Cottle was a three-time All-American lacrosse player at Salisbury, recording 179 goals and 123 assists from 1975 to 1978. He spent nearly 30 years coaching lacrosse at Loyola Maryland and Maryland before serving in various roles with the Chesapeake Bayhawks over the past decade before the league merged with the Premier Lacrosse League in 2020. Cottle helped the Bayhawks win Major League Lacrosse championships.
Cottle couldn’t attend the news conference, as he’s dealing with a back issue.
West, 74, qualified for 38 U.S. Golf Association championships, including 19 U.S. amateur championships, and won 26 Maryland State Golf Association championships, two Washington Metro championships, seven Middle Atlantic Golf Association championships and 52 club championships. Last year he was among the first class of inductees in the newly formed Maryland Golf Hall of Fame.

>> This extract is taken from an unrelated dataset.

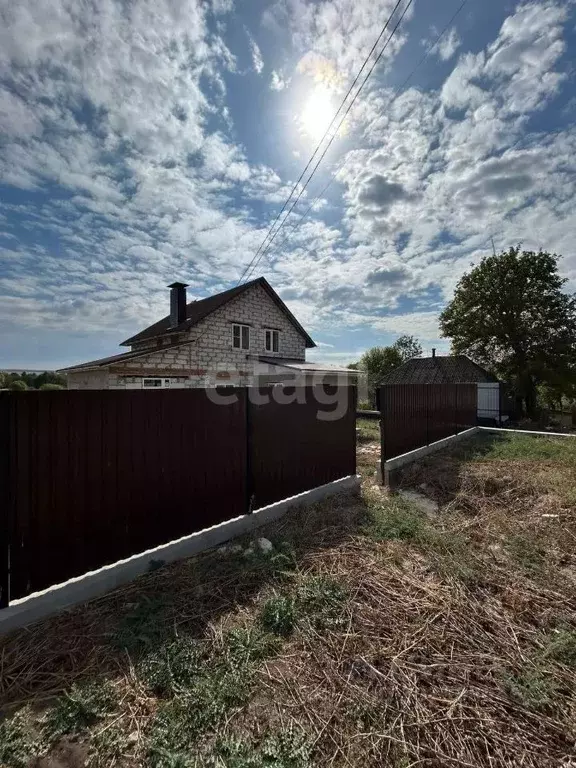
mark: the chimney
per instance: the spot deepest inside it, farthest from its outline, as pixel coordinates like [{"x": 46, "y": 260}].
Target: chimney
[{"x": 177, "y": 303}]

Williams, 77, will receive the coaches award after going 461-252 from 1989 to 2011 with the Terps, guiding them to the 2002 national title. Williams, who was a point guard at Maryland from 1964 to 1967 and was inducted into the Naismith Hall of Fame in 2014, is the Terps’ all-time winningest men’s basketball coach.
Meanwhile, Runk will be honored for a 31-year lacrosse career at Towson, where he compiled a 261-161 record.
“I was overwhelmed when I received a phone call about the whole thing,” Runk said. “I almost hung up on the gentleman. I can’t recall who it was but I thought it was a prank. It’s an honor.”